Monday, Jun. 22, 1959
The Moth's Allure
One of nature's most baffling phenomena has been the extraordinary power of female moths to attract mates over long distances. In one experiment, a female emperor in a gauze cage collected 127 males of her species in seven hours; male Chinese silkworm moths have been known to home in on intended mates from as far away as seven miles. Since a female under a bell jar will stir nothing in males on the outside only inches away, biologists have concluded that the secret of her charm must be an odor--from a substance so strong that a few molecules send males fluttering into the wind, and so selective that only males of her own species are attracted.

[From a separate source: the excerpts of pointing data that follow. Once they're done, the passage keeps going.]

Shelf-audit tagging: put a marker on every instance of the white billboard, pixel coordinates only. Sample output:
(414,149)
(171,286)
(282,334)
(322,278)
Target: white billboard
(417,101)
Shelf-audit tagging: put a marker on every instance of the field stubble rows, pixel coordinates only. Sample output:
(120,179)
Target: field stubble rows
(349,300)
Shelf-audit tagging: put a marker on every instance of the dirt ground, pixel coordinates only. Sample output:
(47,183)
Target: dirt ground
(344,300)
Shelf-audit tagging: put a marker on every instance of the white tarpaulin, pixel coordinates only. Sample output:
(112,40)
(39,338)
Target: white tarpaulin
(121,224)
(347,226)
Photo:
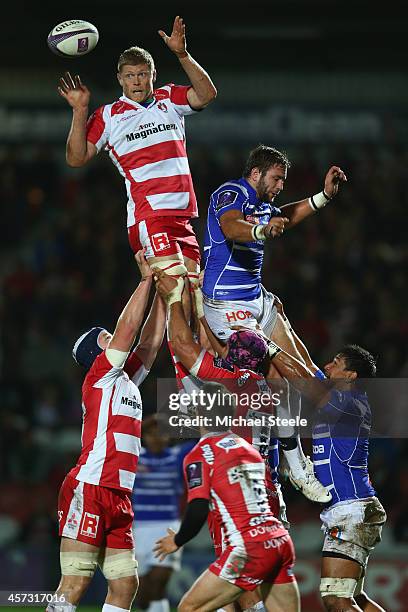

In a massive experiment conducted by Adolf Butenandt, 56, who was co-winner of the 1939 Nobel Prize in Chemistry (for isolating the male sex hormone, androsterone), a research team at Munich's Max Planck Institute for Biochemistry imported 1,000,000 silkworm cocoons from Italy and Japan, opened them up with razor blades, separated the pupae of 310,000 females from the males. What followed, in the words of one researcher, was "a mass slaughter, and not for the fainthearted." Each tiny pupa was disemboweled, the scent glands carefully cut out. Male moths served as lab assistants: when they were placed near fractions into which the gland material had been divided, their fluttering wings told the scientists which parts contained the magic substance.
Finally isolated, it turned out to be a yellowish, fatty substance with a subtle, not unpleasant odor of leather. Study of its chemical structure revealed a relatively simple formula: C10H30O-- technically an alcohol. The million cocoons had yielded only a barely visible 1.6 mg.
Most moths are not pests in themselves, but their larvae are--e.g., the larvae of the gypsy moth destroy thousands of trees every year. Butenandt's discovery opens the way to a new attack on such pests. Insecticides kill off useful insects along with the pests. But if the sex attractant for one particular species can be isolated and synthesized, its males can be attracted, trapped, and killed without harming useful insects.
"The males will come flocking," said a Munich researcher. "Females, of course, will continue to lay their eggs, but they will be unfertilized. The main advantage over DDT is that no resistant strains are likely to emerge. Whoever heard of a male animal becoming immune to sex?"